Just now, a print Peeping Tom to whom I am quite close looked over my shoulder and said, "Oh, cut it out, you dope. You moved here. If you don't get around to a kind word soon, everyone will think you're an idiot."
I like the blue light in Gotham's canyons this time of year. I like the cab driver I had the other day. Passing a bank that was giving away blankets to new depositors, he recalled that a bank had once given him a toaster. One morning he popped in his bread and padded off to shower. The toaster caught fire. "You get a toaster in an appliance store, it catches fire, you take it back. I defy you to try taking a toaster back to a bank!"
And I would like to have a telephone. My second day here, I waited hours for the installer, who never showed. Leaving for work, I found my building's employees doing picket duty on the sidewalk. The doorman, wearing a sandwich board and thoroughly on strike, told me he had sent my installer away. "He's a good union man," he said. So apparently is everyone else at the phone company.
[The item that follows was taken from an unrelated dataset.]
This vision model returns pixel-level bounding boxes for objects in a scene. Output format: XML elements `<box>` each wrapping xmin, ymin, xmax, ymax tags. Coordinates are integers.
"Hey," the doorman went on, "do me a favor. Call the landlord and complain."
"Hey," I shot back, getting the hang of streetwise give and take, "I don't have a phone."
"Hey," my unfazed picket said, fishing in his pocket, "here's a quarter."
"Lead on, o kinky turtle," I said, accepting the coin and dumbfounding my interlocutor. I used to feel that I owned this town. With a knock 'em dead incantation like mine, who's to say I won't again?